You are right, it is 'so many things at the same time' and really difficult to explain in a line. I do not remember exactly what was the time I was using this word (term) first and even if I do remember, over the period of time the connotations might have transformed a lot.

I was a performer (I do not say myself a Performance Artist) even before I came to the visual arts. Being a performer, and then gradually involved into researches on Performance Art, I had to be concern about the ephemeral nature of the things. More than a decade ago I started executing a one of a kind performance that I called Disposable Theatre. The central argument behind the method was to claim back the spatial and ephemeral specificity of the live art. It was a remonstration against the national, phenomenal and grandiose theatre that used to repeat itself in many 'shows' or staging(s). If theatre is live how can it be repeated? So I started doing a theatre which used to destroy its own evidences on the spot and at the momentum. Sometimes I adopted similar texts, I mean literary texts, twice or more than that, but in the process of doing it eventually was altered itself according to the given space. By the process the performance was privileged over the written text. Thus the Disposable Theatre tends to belong in a grey area between experimental theatre and the Performance Art. The experience and the memory was prioritized  before residue and - most importantly the momentum was honoured by negating a promise of repeating itself. I think now I have explained why I tried to dispose my theatre.
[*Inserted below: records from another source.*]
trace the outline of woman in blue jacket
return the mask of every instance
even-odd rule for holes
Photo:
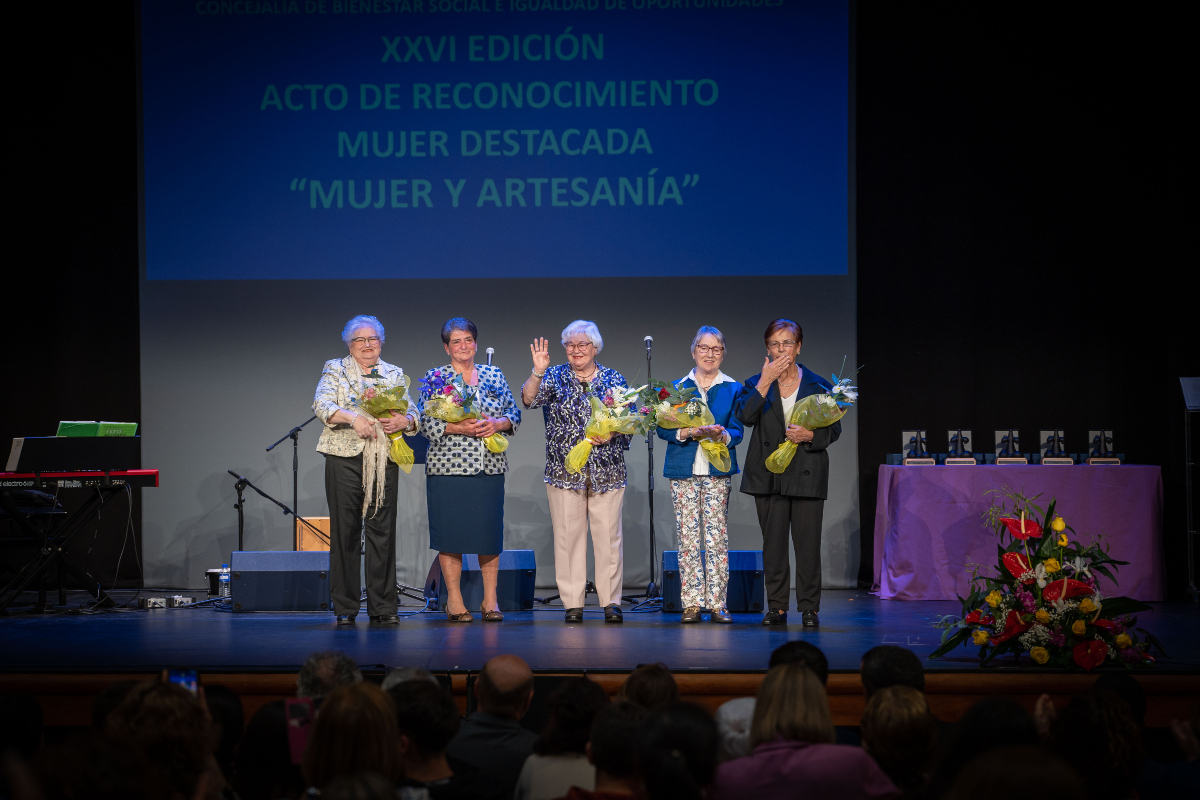
[[[730,579],[730,536],[726,516],[730,510],[730,486],[738,474],[734,451],[742,441],[742,422],[734,416],[742,384],[721,372],[725,337],[704,325],[691,342],[696,367],[676,381],[676,387],[695,387],[700,399],[713,413],[715,425],[701,428],[658,428],[667,443],[662,475],[671,480],[671,499],[676,510],[676,535],[679,540],[679,584],[683,614],[680,622],[698,622],[700,609],[710,608],[714,622],[732,622],[726,608]],[[708,461],[701,439],[724,441],[730,449],[730,469],[720,471]],[[707,558],[701,561],[701,553]]]

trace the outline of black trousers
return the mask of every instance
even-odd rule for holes
[[[362,517],[362,456],[325,455],[325,499],[329,501],[329,589],[334,610],[358,614],[359,541],[366,528],[367,613],[396,613],[396,494],[400,468],[388,462],[384,503]]]
[[[821,610],[821,516],[824,500],[760,494],[754,499],[762,528],[762,571],[767,607],[787,610],[792,570],[787,559],[791,528],[796,548],[796,608]]]

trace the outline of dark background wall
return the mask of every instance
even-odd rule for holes
[[[1057,426],[1078,440],[1103,426],[1163,467],[1182,596],[1177,378],[1200,373],[1186,26],[1121,13],[859,5],[864,565],[876,468],[902,428]],[[20,67],[30,113],[13,122],[12,174],[28,191],[10,236],[26,246],[6,270],[0,441],[80,414],[140,419],[136,19],[132,5],[72,10],[54,19],[62,58]]]

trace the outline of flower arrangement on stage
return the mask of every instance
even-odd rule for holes
[[[430,380],[421,381],[421,396],[425,399],[421,410],[444,422],[478,420],[481,416],[475,405],[478,395],[479,387],[468,384],[452,369],[434,369]],[[503,433],[493,433],[484,438],[484,446],[490,452],[502,453],[509,449],[509,439]]]
[[[378,368],[374,368],[366,377],[374,378],[374,385],[367,386],[362,392],[358,402],[360,409],[377,420],[390,419],[392,414],[403,416],[408,411],[408,398],[406,397],[408,375],[401,372],[398,379],[389,380],[379,374]],[[397,432],[386,435],[391,441],[391,446],[388,449],[389,457],[406,474],[413,471],[413,463],[416,458],[413,455],[413,449],[404,441],[404,434]]]
[[[845,369],[845,365],[842,366]],[[833,387],[821,395],[809,395],[796,402],[792,407],[792,415],[788,425],[803,425],[809,431],[828,428],[830,425],[846,416],[846,413],[858,399],[858,386],[851,386],[853,378],[838,378],[833,375]],[[776,475],[782,475],[784,470],[792,463],[796,451],[799,447],[794,441],[785,441],[775,449],[775,452],[767,457],[767,469]]]
[[[1075,530],[1055,515],[1055,500],[1043,511],[1034,503],[1042,495],[1026,498],[1008,488],[992,493],[1000,499],[985,519],[1000,539],[996,577],[979,575],[976,565],[971,593],[959,597],[962,616],[937,622],[944,628],[942,645],[929,657],[970,642],[979,646],[984,664],[1006,652],[1028,652],[1043,667],[1088,672],[1105,663],[1153,663],[1150,645],[1162,650],[1162,644],[1136,627],[1134,616],[1150,606],[1105,597],[1098,585],[1102,577],[1116,585],[1114,571],[1128,561],[1114,559],[1099,542],[1084,547],[1076,541]]]

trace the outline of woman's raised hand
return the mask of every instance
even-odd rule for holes
[[[534,369],[545,372],[550,367],[550,342],[546,339],[534,339],[533,344],[529,345],[529,353],[533,355]]]

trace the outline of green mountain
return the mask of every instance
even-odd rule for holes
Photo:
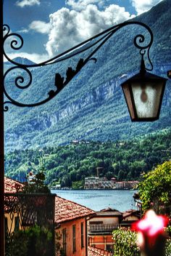
[[[171,69],[171,7],[164,0],[150,11],[135,17],[146,23],[154,33],[150,57],[154,73],[166,76]],[[43,148],[67,144],[78,140],[128,140],[163,129],[171,124],[170,81],[167,83],[159,121],[132,123],[120,84],[123,74],[130,76],[139,69],[141,56],[133,43],[141,30],[129,25],[114,34],[59,95],[48,103],[36,108],[9,105],[5,113],[6,151]],[[46,98],[54,89],[55,73],[65,76],[68,66],[75,68],[87,52],[41,68],[32,68],[33,83],[27,89],[14,88],[17,70],[7,76],[7,91],[17,100],[34,103]],[[146,59],[146,65],[149,63]],[[22,71],[17,73],[22,74]],[[26,77],[26,81],[28,78]]]

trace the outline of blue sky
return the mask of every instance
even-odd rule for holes
[[[4,23],[24,46],[11,57],[46,60],[95,34],[148,11],[161,0],[4,0]],[[70,39],[70,40],[68,40]]]

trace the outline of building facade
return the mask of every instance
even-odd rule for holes
[[[112,231],[118,228],[122,219],[122,213],[114,209],[97,212],[88,220],[88,246],[112,252]]]
[[[87,256],[87,217],[95,212],[56,196],[55,233],[59,248],[56,255]]]

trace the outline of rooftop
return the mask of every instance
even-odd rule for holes
[[[88,256],[112,256],[112,253],[102,249],[88,247]]]
[[[112,208],[103,209],[99,212],[96,212],[96,216],[122,216],[122,213],[117,209]]]
[[[86,217],[92,214],[95,214],[95,212],[89,208],[59,196],[55,197],[56,224]]]
[[[4,193],[17,193],[24,185],[11,178],[4,177]]]

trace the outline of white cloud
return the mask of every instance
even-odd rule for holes
[[[75,1],[68,0],[74,4]],[[85,4],[96,0],[79,0]],[[83,6],[82,4],[82,6]],[[132,18],[124,7],[111,4],[104,10],[95,4],[88,4],[81,11],[62,8],[50,15],[51,31],[46,50],[54,56],[102,31]]]
[[[20,7],[25,7],[26,6],[39,5],[41,4],[41,0],[22,0],[17,1],[16,4]]]
[[[66,0],[65,4],[70,6],[75,10],[86,9],[88,4],[96,4],[99,7],[104,5],[104,0]]]
[[[138,15],[144,12],[149,11],[152,7],[157,4],[162,0],[131,0]]]
[[[49,33],[51,28],[50,23],[41,20],[34,20],[29,25],[29,28],[41,33]]]
[[[9,53],[8,56],[11,60],[17,57],[26,57],[27,59],[33,61],[36,63],[40,63],[41,62],[46,61],[49,59],[49,56],[47,54],[37,54],[37,53],[28,53],[28,52],[14,52],[14,53]],[[4,61],[7,61],[4,59]]]

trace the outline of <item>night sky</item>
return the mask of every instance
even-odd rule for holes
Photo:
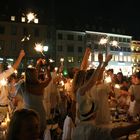
[[[66,28],[87,24],[120,27],[124,28],[126,33],[140,39],[140,8],[136,1],[1,0],[1,11],[7,8],[5,4],[8,4],[8,10],[13,12],[17,9],[34,9],[44,18],[54,18],[57,24],[63,24]]]

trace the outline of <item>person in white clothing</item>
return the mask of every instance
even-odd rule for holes
[[[131,96],[131,101],[135,101],[133,116],[140,117],[140,72],[135,74],[135,78],[135,84],[131,85],[128,91]]]
[[[24,50],[21,50],[19,56],[13,66],[0,73],[0,111],[7,112],[8,110],[8,88],[6,85],[7,78],[14,73],[19,67],[22,58],[25,56]]]

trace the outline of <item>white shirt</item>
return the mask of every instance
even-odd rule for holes
[[[0,73],[0,81],[3,79],[7,79],[12,73],[14,73],[14,68],[11,67],[8,70]],[[8,104],[8,87],[7,85],[2,86],[0,84],[0,105],[7,105]]]

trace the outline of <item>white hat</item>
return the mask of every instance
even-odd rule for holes
[[[78,98],[80,120],[87,120],[95,114],[97,110],[97,104],[95,103],[95,101],[87,98],[86,96],[79,95]]]

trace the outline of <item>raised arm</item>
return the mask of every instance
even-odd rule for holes
[[[92,74],[91,78],[80,88],[81,95],[84,95],[87,89],[89,90],[96,83],[96,81],[102,78],[103,71],[111,59],[112,55],[108,55],[102,66],[103,56],[102,54],[98,55],[99,65],[95,70],[95,72]]]
[[[15,63],[12,66],[14,68],[14,70],[16,70],[19,67],[19,64],[24,56],[25,56],[25,52],[24,52],[24,50],[21,50],[17,60],[15,61]]]
[[[21,50],[17,60],[13,64],[13,66],[11,68],[9,68],[8,70],[5,70],[2,73],[0,73],[0,80],[2,80],[3,78],[7,78],[11,74],[14,73],[14,70],[16,70],[19,67],[19,64],[20,64],[22,58],[24,57],[24,55],[25,55],[24,50]]]
[[[91,49],[90,48],[86,48],[80,69],[81,70],[86,70],[88,67],[88,59],[89,59],[89,55],[90,55]]]
[[[112,54],[109,54],[107,57],[106,57],[106,60],[105,62],[103,63],[103,66],[100,70],[100,73],[99,73],[99,76],[98,76],[98,81],[102,80],[103,79],[103,72],[105,70],[105,67],[108,65],[108,62],[112,59]]]

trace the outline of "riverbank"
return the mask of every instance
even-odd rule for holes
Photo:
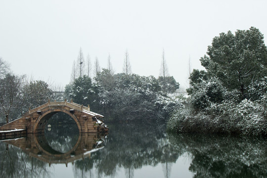
[[[223,102],[198,111],[190,104],[177,110],[167,123],[175,133],[237,134],[267,136],[266,105],[246,99],[238,104]]]

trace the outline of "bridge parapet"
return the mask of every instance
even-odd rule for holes
[[[23,116],[0,127],[0,131],[26,129],[28,133],[43,132],[48,120],[58,112],[70,115],[75,121],[80,133],[106,132],[108,128],[100,118],[104,116],[90,111],[89,106],[67,102],[50,102],[29,109]]]

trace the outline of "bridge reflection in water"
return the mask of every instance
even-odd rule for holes
[[[20,148],[30,157],[48,163],[49,166],[52,164],[65,164],[67,167],[69,163],[73,164],[75,160],[90,157],[91,152],[103,147],[102,143],[105,135],[80,133],[77,136],[78,139],[75,145],[65,152],[51,146],[44,133],[28,134],[27,137],[3,141]]]

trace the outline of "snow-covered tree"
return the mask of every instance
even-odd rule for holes
[[[263,35],[254,27],[222,33],[213,39],[208,55],[200,59],[210,77],[219,78],[225,87],[244,93],[253,81],[267,73],[267,48]]]

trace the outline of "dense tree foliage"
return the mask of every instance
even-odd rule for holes
[[[178,132],[267,135],[267,50],[259,30],[222,33],[209,56],[200,59],[207,72],[190,75],[188,106],[168,121]]]
[[[52,91],[48,85],[43,81],[34,81],[26,83],[23,88],[24,104],[35,108],[52,99]]]
[[[200,61],[208,75],[242,93],[250,84],[267,73],[267,48],[263,35],[254,27],[238,30],[235,35],[230,31],[221,33],[213,39],[207,54]]]
[[[179,89],[179,84],[173,76],[167,76],[165,78],[163,76],[159,76],[158,80],[163,91],[173,93]]]
[[[100,112],[113,119],[167,118],[163,111],[166,111],[163,108],[169,103],[165,102],[169,97],[162,92],[160,81],[155,77],[124,73],[112,76],[110,71],[103,69],[95,80],[101,89]],[[178,86],[175,80],[173,83]]]
[[[21,79],[11,74],[0,79],[0,111],[4,115],[6,123],[9,122],[10,112],[15,112],[19,107]]]
[[[69,99],[73,99],[80,104],[86,106],[89,104],[96,109],[99,104],[98,88],[87,76],[79,77],[73,83],[67,85],[65,91]]]

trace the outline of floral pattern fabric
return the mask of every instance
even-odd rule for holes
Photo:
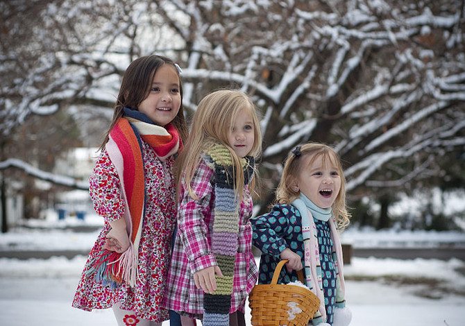
[[[90,311],[111,308],[119,303],[122,309],[135,312],[139,318],[161,323],[169,318],[161,303],[171,258],[171,241],[176,224],[175,184],[171,173],[174,157],[160,160],[142,141],[146,183],[145,216],[139,248],[138,278],[131,288],[123,282],[117,289],[103,286],[94,275],[86,276],[85,268],[72,306]],[[124,212],[121,182],[108,153],[103,151],[89,178],[90,197],[104,226],[89,254],[88,260],[99,253],[111,227],[108,222],[120,218]],[[87,264],[86,264],[87,266]]]

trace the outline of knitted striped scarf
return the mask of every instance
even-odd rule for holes
[[[115,166],[124,200],[124,218],[129,235],[129,248],[123,253],[102,248],[87,262],[87,275],[115,289],[124,280],[135,285],[139,244],[144,217],[145,175],[142,140],[164,160],[182,148],[178,130],[171,123],[165,128],[154,124],[145,114],[128,108],[110,132],[105,150]]]
[[[214,169],[214,209],[212,252],[221,270],[222,277],[215,275],[217,290],[203,296],[203,325],[229,325],[229,311],[237,252],[239,214],[238,195],[235,191],[234,167],[229,151],[222,145],[212,146],[205,157]],[[245,185],[252,179],[255,161],[251,157],[241,160]]]

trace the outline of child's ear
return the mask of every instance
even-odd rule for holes
[[[293,178],[292,180],[291,180],[291,189],[295,192],[298,192],[301,190],[295,178]]]

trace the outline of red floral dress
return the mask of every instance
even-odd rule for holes
[[[83,271],[72,306],[83,310],[111,308],[120,303],[122,309],[134,311],[137,318],[161,323],[168,312],[161,302],[171,257],[171,241],[176,223],[173,157],[160,160],[142,141],[146,182],[145,215],[139,248],[138,276],[131,288],[123,282],[116,289],[103,286],[94,275]],[[99,253],[110,231],[109,221],[120,218],[124,212],[120,181],[105,151],[102,151],[89,178],[90,197],[96,213],[105,219],[102,231],[89,254],[87,261]]]

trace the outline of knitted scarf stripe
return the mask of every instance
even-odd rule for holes
[[[151,123],[133,118],[128,118],[128,120],[137,128],[141,138],[152,146],[157,156],[162,160],[177,153],[180,146],[182,146],[177,130],[171,123],[168,123],[164,128],[153,128],[154,125]]]
[[[121,254],[102,248],[88,261],[89,268],[86,272],[87,275],[94,274],[97,281],[109,284],[113,289],[123,280],[133,286],[137,280],[139,243],[145,206],[141,138],[153,148],[160,160],[176,153],[183,146],[176,127],[171,123],[167,125],[165,129],[151,123],[141,112],[127,108],[124,112],[124,116],[117,121],[110,132],[105,149],[121,182],[121,197],[125,203],[124,218],[130,244]]]
[[[235,191],[232,160],[229,151],[223,146],[215,145],[208,151],[206,158],[214,169],[214,219],[211,248],[223,276],[215,275],[217,290],[213,294],[205,293],[203,296],[203,325],[228,326],[239,246],[238,196]],[[253,159],[242,159],[241,163],[245,169],[246,185],[253,173]]]
[[[110,138],[116,143],[123,157],[124,189],[131,216],[130,221],[126,221],[126,225],[130,222],[132,225],[129,235],[134,243],[144,212],[145,176],[142,148],[129,121],[124,118],[118,120]],[[110,152],[108,154],[112,158],[113,153]]]

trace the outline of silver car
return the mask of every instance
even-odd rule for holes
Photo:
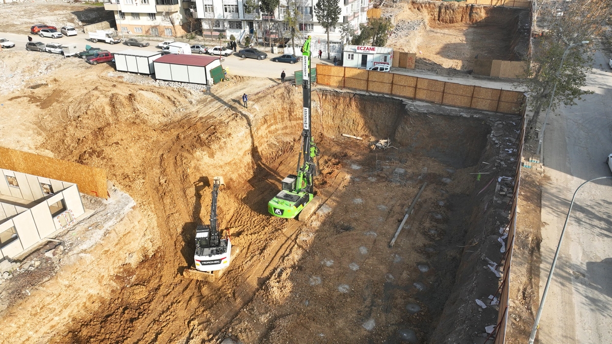
[[[195,45],[192,45],[192,53],[196,54],[205,54],[206,51],[208,51],[208,47],[205,45],[202,45],[201,44],[196,44]]]
[[[62,26],[59,29],[60,32],[64,34],[64,36],[76,36],[76,29],[75,29],[72,26]]]
[[[39,31],[39,36],[42,37],[50,37],[51,38],[59,38],[64,35],[62,32],[58,32],[54,29],[43,29]]]

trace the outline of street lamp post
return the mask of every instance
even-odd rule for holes
[[[544,116],[544,124],[542,125],[542,131],[540,132],[540,141],[538,143],[537,151],[536,152],[536,155],[540,154],[540,149],[542,149],[542,141],[544,140],[544,130],[546,129],[546,122],[548,119],[548,113],[550,112],[550,107],[553,105],[553,100],[554,99],[554,91],[557,89],[557,82],[559,80],[559,76],[561,74],[561,68],[563,67],[563,61],[565,59],[565,56],[567,56],[567,53],[569,53],[570,49],[576,47],[577,45],[581,45],[583,44],[587,44],[589,43],[588,40],[583,40],[580,43],[572,43],[570,44],[569,47],[565,49],[565,51],[563,53],[563,57],[561,58],[561,64],[559,65],[559,70],[557,70],[557,75],[556,80],[554,81],[554,86],[553,86],[553,93],[550,95],[550,102],[548,103],[548,108],[546,110],[546,116]],[[540,156],[540,161],[543,162],[544,160],[542,159],[542,155]]]
[[[565,217],[565,223],[563,225],[563,229],[561,230],[561,236],[559,237],[559,244],[557,244],[557,251],[554,253],[554,258],[553,258],[553,264],[550,266],[550,272],[548,273],[548,279],[546,281],[546,286],[544,287],[544,293],[542,295],[542,301],[540,302],[540,307],[537,308],[537,315],[536,315],[536,321],[534,322],[534,327],[531,329],[531,335],[529,337],[529,344],[533,344],[536,340],[536,334],[540,327],[540,318],[542,316],[542,311],[544,308],[544,302],[546,301],[546,296],[548,293],[548,287],[550,286],[550,281],[553,279],[553,272],[554,272],[554,266],[557,264],[557,258],[559,257],[559,252],[561,250],[561,242],[563,241],[563,236],[565,233],[565,228],[567,227],[567,222],[570,219],[570,213],[572,212],[572,208],[573,207],[574,199],[576,198],[576,194],[578,190],[586,183],[597,181],[597,179],[612,179],[612,177],[599,177],[592,179],[586,181],[578,187],[574,192],[573,196],[572,197],[572,203],[570,203],[570,209],[567,211],[567,217]]]

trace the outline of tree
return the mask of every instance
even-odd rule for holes
[[[340,35],[342,37],[342,44],[351,42],[353,36],[355,36],[355,29],[350,23],[345,23],[340,26]]]
[[[561,7],[562,6],[562,7]],[[592,40],[601,29],[602,24],[612,15],[612,2],[603,0],[581,0],[564,2],[557,15],[556,9],[549,15],[550,29],[535,40],[523,86],[528,90],[529,107],[533,116],[528,124],[528,136],[532,137],[542,108],[549,104],[554,111],[561,104],[571,106],[575,100],[592,93],[582,89],[586,83],[586,72],[592,61],[590,45],[568,48],[582,41]],[[565,51],[567,55],[561,65]],[[559,69],[561,68],[561,69]],[[554,98],[552,90],[556,84]]]
[[[329,29],[335,28],[340,19],[342,9],[337,0],[319,0],[315,5],[315,14],[319,24],[327,33],[327,59],[329,59]]]
[[[270,28],[270,18],[274,17],[274,10],[280,4],[280,0],[259,0],[259,10],[268,15],[268,38],[270,39],[270,48],[272,48],[272,32]],[[265,39],[266,36],[264,35]],[[265,42],[264,43],[265,45]]]

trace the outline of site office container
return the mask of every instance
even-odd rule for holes
[[[115,67],[121,72],[151,75],[155,73],[153,61],[161,56],[157,51],[124,50],[115,53]]]
[[[223,78],[218,58],[170,54],[157,59],[153,65],[155,78],[160,80],[212,85]]]

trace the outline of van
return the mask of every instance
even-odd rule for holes
[[[163,48],[165,54],[191,54],[191,46],[188,43],[182,42],[173,42]]]

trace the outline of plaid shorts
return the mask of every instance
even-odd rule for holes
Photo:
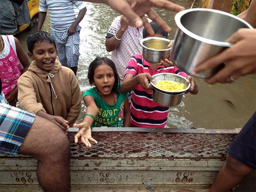
[[[29,112],[0,103],[0,153],[17,155],[35,117]]]
[[[58,59],[63,66],[73,67],[77,67],[78,64],[80,30],[81,27],[77,26],[76,33],[68,35],[68,29],[65,32],[52,29],[52,36],[56,43]]]

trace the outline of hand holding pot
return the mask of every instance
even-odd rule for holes
[[[225,63],[222,70],[205,80],[208,83],[231,83],[242,76],[256,72],[256,29],[240,29],[228,42],[234,45],[194,70],[198,73]]]
[[[136,78],[143,88],[152,91],[152,87],[149,83],[149,81],[152,81],[153,78],[150,74],[147,73],[138,74],[136,76]]]
[[[173,43],[173,40],[171,40],[170,41],[170,43],[167,46],[167,48],[171,47]],[[171,67],[173,66],[174,65],[173,64],[173,62],[171,61],[171,58],[169,58],[169,59],[165,58],[164,60],[161,60],[160,61],[161,63],[163,65],[164,65],[165,67]]]
[[[198,86],[196,83],[195,82],[195,80],[192,77],[192,76],[188,76],[187,81],[188,82],[190,82],[191,85],[190,85],[190,87],[188,90],[188,91],[186,91],[185,93],[188,93],[190,92],[191,94],[196,95],[199,91],[199,90]]]

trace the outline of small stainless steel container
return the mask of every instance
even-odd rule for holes
[[[172,61],[190,75],[193,75],[193,70],[202,62],[232,46],[225,41],[238,29],[253,28],[237,16],[210,9],[182,11],[176,14],[175,20],[178,29],[172,48]],[[210,69],[193,75],[208,78],[218,70]]]
[[[170,41],[162,37],[147,37],[141,40],[143,58],[150,63],[160,64],[161,60],[170,58]]]
[[[154,81],[150,82],[153,87],[153,100],[157,104],[166,107],[174,107],[178,105],[182,100],[185,92],[190,87],[190,83],[186,81],[186,78],[179,75],[169,73],[163,73],[152,76]],[[185,88],[179,91],[169,91],[161,90],[156,87],[159,81],[173,81],[185,84]]]

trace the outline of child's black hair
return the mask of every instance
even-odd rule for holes
[[[33,54],[35,43],[46,42],[53,44],[55,49],[57,50],[56,44],[53,37],[45,31],[37,31],[29,35],[27,39],[27,46],[28,51]]]
[[[160,27],[159,27],[159,26],[158,26],[157,24],[155,23],[154,21],[152,21],[150,23],[149,23],[149,24],[150,24],[150,26],[151,26],[155,34],[161,34],[164,37],[167,38],[167,37],[168,36],[168,33],[164,31],[163,29],[162,29]],[[149,36],[149,33],[147,32],[147,30],[146,30],[145,28],[143,29],[142,34],[143,38],[146,38]]]
[[[113,70],[115,83],[111,91],[115,91],[120,82],[120,78],[118,75],[117,70],[116,70],[115,63],[112,60],[107,57],[96,57],[96,58],[90,63],[89,68],[88,70],[88,79],[89,80],[89,82],[91,85],[93,83],[94,71],[97,67],[103,64],[103,62],[107,64]]]

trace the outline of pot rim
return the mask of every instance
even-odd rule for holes
[[[154,77],[157,76],[157,75],[160,75],[170,74],[170,73],[157,73],[157,74],[155,74],[153,76],[152,76],[152,77],[154,78]],[[183,76],[181,76],[181,75],[175,74],[175,73],[171,73],[171,74],[173,75],[174,76],[178,76],[179,77],[183,78],[185,80],[187,80],[185,77],[184,77]],[[179,95],[180,93],[180,94],[184,93],[188,89],[189,89],[189,88],[190,88],[190,86],[191,86],[191,83],[189,83],[189,85],[188,85],[188,87],[186,87],[185,88],[182,90],[176,91],[169,91],[162,90],[156,87],[156,86],[155,85],[154,85],[154,83],[151,81],[150,81],[150,84],[152,85],[152,86],[153,87],[154,89],[155,89],[157,91],[159,91],[159,92],[161,92],[163,93],[165,93],[165,94],[167,94],[167,95]]]
[[[237,17],[235,16],[234,16],[230,13],[226,13],[225,12],[219,11],[219,10],[216,10],[216,9],[207,9],[207,8],[193,8],[193,9],[185,9],[179,12],[178,12],[175,17],[175,21],[176,22],[176,24],[177,24],[178,28],[181,29],[183,32],[186,33],[187,35],[189,36],[194,38],[196,39],[196,40],[199,40],[200,41],[202,41],[204,43],[209,43],[209,44],[211,44],[216,46],[223,46],[223,47],[231,47],[233,44],[230,43],[228,42],[223,42],[223,41],[215,41],[215,40],[211,40],[205,37],[202,37],[201,36],[199,36],[195,33],[192,33],[191,32],[189,31],[185,27],[181,24],[181,22],[180,22],[180,19],[181,17],[183,17],[184,14],[186,13],[194,12],[194,11],[208,11],[208,12],[214,12],[214,13],[220,13],[221,14],[224,14],[227,16],[233,17],[237,20],[240,21],[240,22],[244,23],[245,24],[246,24],[249,28],[250,29],[253,29],[253,27],[249,24],[248,22],[245,21],[244,20],[239,18],[238,17]]]
[[[144,38],[142,39],[141,40],[140,40],[140,45],[141,45],[141,46],[142,46],[143,48],[146,48],[147,50],[151,50],[151,51],[165,51],[170,50],[171,49],[171,47],[170,48],[166,48],[165,50],[156,50],[156,49],[152,49],[152,48],[149,48],[149,47],[146,47],[145,45],[143,45],[143,43],[145,41],[147,41],[147,40],[150,40],[150,39],[162,40],[162,41],[166,41],[166,42],[168,42],[169,43],[170,43],[170,41],[171,41],[170,40],[169,40],[168,38],[164,38],[164,37],[146,37],[146,38]]]

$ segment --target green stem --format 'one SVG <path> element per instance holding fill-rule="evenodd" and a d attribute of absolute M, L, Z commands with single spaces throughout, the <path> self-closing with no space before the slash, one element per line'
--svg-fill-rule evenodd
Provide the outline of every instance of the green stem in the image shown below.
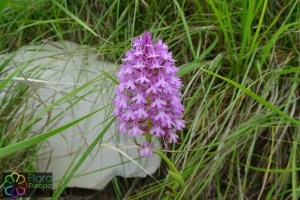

Then the ephemeral or un-sustainability took me into another philosophical level. From only this transient essence I had to think of- the art of performance is different from other tactile, plastic or thing-arts. Here I do not produce a product, object or thing, but I transform my very body- where I do inhabit- into art. As the art is transient, the body itself is another perishable thing. Art is life, and we can have one life at a time. And we often encounter so many folk and traditional cultural materials in the theme of dealing with perishable body. So this single word- 'disposable' helped me a lot to make a rebel against the thingification of art, to re-connect with certain traditional cultural beliefs, and to find out a work-pattern as well.  

To add on, while answering to your queries I am just thinking: is disposable is the opposite to the sustainable? Here onwards there might open a new window to think upon.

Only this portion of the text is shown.